In response to the tribes' petitions, the EPA agreed to complete a watershed assessment, looking at a hypothetical mine similar to Pebble. The latest draft of its study was released on April 26. The EPA's study found that waste from Pebble could pollute the region's fisheries, crippling the source of more than half the world's sockeye salmon, as well as Chinook salmon, rainbow trout, Arctic char, northern pike, and humpback whitefish. The salmon fishery alone was valued at $300 million a year in 2009, generating 11,000 full-time jobs. The EPA's assessment found that leaching from the mining operations could kill "many or all fish" in the area closest to the site, as well as the aquatic critters that salmon and other fish depend on as food.
The proposed mine has residents of Dillingham—a fishing community 160 miles downstream at the mouth of the Nushagak River—up in arms. Katherine Carscallen, 27, is a third-generation fisherman in the town. She spends her days hauling sockeye on a 32-foot boat. "This entire region is dependent on—and has been living in balance with—salmon for centuries. We have the largest sustainable salmon runs in the country," she said. "Letting this mine go forward would be the start of a whole cascade of mines and development, which would be in complete conflict with the land, people, and economy of our region."
When the Natural Resources Defense Council commissioned polling on the mine in 2011, it found that 68 percent of Alaskans opposed developing it. In the area close to the proposed site, public opinion is even more strongly against it, says Rick Halford, a Republican who served as a state senator for 24 years. He retired as Senate president in 2003, and has also mostly retired from his air taxi business, flying small planes across the region. "It has unified people who agree on almost nothing else but the protection against Pebble Mine," he said.
Alaska is generally a "pro-development state," Halford says. And during his time in office, he says, he supported many mining projects and had strong support from the industry. He contrasts Pebble to drilling in ANWR, an issue that gets far more attention in the environmental community outside the state. Like many in the state, he thinks there are ways to drill in ANWR safely. But Pebble, he says, poses too much of a risk to the other industries that the state relies on. "It would change western Alaska forever. It would be in large measure, as a complete ecosystem, unrecognizable to the people that live here today."
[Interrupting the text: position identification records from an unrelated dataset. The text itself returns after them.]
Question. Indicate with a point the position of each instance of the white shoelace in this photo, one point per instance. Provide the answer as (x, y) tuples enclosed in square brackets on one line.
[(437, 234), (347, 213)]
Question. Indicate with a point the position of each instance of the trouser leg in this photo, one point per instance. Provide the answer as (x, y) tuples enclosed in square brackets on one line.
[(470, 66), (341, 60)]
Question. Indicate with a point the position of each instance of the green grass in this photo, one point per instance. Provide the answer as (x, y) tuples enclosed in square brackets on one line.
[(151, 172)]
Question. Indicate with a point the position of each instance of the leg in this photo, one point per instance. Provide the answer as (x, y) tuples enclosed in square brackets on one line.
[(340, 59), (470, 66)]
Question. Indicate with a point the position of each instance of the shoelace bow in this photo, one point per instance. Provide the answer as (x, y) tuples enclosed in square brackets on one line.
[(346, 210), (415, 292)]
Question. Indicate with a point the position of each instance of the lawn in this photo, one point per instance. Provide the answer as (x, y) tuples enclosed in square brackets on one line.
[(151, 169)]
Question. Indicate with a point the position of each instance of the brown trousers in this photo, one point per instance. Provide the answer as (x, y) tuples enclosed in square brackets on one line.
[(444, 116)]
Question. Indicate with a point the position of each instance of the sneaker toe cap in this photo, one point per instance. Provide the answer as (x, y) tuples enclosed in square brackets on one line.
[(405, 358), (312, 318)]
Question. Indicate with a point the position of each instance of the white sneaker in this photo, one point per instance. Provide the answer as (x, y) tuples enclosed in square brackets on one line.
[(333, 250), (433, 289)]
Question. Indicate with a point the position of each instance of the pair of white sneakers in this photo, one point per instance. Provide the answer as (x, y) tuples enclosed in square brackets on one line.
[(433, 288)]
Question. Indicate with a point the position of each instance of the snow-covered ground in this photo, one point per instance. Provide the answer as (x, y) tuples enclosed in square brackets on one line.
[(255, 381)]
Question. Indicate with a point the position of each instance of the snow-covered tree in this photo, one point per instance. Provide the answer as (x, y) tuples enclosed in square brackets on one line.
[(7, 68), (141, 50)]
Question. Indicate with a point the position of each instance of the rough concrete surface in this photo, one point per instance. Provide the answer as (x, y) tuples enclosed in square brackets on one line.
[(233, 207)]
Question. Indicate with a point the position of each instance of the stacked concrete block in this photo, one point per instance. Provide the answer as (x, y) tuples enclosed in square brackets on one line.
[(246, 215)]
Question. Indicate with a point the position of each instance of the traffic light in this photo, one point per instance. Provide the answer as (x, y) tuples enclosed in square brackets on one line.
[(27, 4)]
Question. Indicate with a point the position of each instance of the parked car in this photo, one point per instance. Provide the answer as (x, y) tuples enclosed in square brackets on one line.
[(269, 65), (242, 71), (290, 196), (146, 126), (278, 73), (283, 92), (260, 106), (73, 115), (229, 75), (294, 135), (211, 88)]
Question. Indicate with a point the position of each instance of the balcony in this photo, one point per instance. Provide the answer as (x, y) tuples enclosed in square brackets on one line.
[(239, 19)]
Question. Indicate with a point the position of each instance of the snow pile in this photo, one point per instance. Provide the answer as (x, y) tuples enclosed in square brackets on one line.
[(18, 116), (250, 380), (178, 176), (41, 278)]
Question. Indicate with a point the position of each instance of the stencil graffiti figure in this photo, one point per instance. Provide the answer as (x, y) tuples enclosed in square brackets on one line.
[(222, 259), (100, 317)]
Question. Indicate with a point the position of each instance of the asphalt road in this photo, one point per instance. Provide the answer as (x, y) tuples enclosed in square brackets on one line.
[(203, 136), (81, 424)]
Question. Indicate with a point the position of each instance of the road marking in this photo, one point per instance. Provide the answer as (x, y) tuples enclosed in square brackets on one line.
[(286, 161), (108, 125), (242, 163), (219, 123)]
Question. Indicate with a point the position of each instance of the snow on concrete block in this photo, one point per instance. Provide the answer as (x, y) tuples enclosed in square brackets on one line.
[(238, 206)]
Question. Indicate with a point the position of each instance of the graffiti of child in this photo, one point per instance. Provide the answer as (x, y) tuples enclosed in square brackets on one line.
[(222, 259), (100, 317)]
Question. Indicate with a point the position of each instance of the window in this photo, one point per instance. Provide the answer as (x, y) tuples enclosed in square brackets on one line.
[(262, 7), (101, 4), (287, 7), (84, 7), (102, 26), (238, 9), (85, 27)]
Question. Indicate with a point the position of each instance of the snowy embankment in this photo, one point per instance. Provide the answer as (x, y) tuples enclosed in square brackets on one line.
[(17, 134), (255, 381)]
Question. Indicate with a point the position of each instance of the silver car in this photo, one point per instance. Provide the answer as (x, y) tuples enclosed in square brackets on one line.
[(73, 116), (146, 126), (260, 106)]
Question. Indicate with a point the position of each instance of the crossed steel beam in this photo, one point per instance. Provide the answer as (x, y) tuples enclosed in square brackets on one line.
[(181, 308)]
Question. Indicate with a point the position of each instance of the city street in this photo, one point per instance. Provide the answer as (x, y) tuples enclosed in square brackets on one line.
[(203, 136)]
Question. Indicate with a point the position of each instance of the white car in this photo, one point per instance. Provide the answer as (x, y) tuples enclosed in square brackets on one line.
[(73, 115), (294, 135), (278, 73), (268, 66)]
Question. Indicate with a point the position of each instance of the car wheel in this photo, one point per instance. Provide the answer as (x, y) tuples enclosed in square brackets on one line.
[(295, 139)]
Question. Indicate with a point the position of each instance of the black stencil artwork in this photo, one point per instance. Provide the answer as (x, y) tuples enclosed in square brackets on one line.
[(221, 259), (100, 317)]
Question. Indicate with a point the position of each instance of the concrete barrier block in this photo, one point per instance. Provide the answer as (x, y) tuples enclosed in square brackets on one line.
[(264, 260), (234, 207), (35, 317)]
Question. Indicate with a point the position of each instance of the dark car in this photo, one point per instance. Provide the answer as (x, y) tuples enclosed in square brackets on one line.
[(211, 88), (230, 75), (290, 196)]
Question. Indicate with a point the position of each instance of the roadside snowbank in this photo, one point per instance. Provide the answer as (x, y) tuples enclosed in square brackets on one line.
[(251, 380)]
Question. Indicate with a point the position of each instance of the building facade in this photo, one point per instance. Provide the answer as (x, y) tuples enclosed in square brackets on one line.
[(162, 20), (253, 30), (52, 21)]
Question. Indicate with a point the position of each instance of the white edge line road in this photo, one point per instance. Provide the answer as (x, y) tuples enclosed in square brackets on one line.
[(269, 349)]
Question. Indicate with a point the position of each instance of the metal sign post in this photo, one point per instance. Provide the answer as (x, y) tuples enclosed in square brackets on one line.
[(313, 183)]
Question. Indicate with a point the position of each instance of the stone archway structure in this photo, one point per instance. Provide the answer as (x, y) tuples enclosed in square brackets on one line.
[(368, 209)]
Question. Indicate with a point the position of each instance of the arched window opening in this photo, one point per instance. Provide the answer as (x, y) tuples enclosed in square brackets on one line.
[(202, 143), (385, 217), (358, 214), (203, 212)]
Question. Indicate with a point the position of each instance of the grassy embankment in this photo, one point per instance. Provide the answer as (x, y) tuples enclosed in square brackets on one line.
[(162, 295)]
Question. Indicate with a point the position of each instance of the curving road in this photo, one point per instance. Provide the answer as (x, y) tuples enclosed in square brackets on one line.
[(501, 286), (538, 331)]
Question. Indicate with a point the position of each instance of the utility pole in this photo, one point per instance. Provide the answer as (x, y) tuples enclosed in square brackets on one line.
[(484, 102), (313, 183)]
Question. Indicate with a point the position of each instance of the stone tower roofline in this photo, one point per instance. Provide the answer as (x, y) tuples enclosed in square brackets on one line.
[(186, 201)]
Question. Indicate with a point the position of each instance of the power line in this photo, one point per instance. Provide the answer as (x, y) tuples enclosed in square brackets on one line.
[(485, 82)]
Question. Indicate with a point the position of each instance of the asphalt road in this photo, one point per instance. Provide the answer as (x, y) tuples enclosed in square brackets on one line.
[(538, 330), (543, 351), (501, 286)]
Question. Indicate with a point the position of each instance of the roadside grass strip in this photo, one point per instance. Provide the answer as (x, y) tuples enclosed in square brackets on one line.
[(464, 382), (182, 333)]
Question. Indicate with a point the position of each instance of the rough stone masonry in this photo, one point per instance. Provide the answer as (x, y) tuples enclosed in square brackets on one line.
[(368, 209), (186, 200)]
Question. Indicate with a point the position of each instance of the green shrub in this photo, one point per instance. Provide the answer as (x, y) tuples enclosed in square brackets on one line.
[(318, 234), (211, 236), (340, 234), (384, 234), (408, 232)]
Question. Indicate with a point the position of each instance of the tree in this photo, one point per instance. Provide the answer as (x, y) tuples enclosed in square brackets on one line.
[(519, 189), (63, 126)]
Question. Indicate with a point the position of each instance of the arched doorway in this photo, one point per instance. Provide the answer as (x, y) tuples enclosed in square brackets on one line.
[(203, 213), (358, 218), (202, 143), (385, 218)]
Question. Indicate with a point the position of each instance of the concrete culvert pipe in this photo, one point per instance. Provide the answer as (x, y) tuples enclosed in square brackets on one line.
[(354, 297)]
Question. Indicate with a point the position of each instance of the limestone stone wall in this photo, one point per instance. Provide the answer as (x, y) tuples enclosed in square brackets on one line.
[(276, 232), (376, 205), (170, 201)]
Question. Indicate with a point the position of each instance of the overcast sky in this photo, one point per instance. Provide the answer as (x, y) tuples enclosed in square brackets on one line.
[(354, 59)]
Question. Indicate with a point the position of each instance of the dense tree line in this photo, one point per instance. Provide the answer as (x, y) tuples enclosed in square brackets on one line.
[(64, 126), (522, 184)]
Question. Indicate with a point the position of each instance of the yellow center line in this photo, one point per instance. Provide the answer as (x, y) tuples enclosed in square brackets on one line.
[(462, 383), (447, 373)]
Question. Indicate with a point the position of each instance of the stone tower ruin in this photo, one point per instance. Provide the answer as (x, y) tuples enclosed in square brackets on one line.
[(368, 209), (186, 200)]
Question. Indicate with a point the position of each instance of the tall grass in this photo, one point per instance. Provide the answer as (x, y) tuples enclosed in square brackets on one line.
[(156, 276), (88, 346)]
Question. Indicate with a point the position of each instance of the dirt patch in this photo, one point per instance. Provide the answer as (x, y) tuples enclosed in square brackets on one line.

Other political leaders in the state have been critical of the EPA for conducting the study before there's even a formal application to begin the mine. Former Gov. Frank Murkowski wrote an op-ed to this effect earlier this year. His daughter—current US Sen. Lisa Murkowski, also a Republican—has said it's premature to weigh in either way until the permitting process and environmental studies are complete. She also called the EPA's assessment "flawed." The state's Democratic senator, Mark Begich, has also argued that it would be "preemptive" for the EPA to make a decision at this point.
But many of the people who live closest to the proposed mine site aren't convinced that Alaska politicians have their best interests in mind. "I don't have much faith in the state," said Allanah Hurley, 27, a fisherman and member of the Yup'ik tribe. "They can't be trusted."
Hurley believes that the EPA's latest study demonstrates that it has enough evidence to block the mine from going forward, rather than waiting for still more assessments. "People are getting really tired of having Pebble hanging over our heads."
Correction: An earlier version of this article incorrectly stated that the Pebble Partnership has not applied for any permits. It has been updated to reflect that it has applied for some state permits.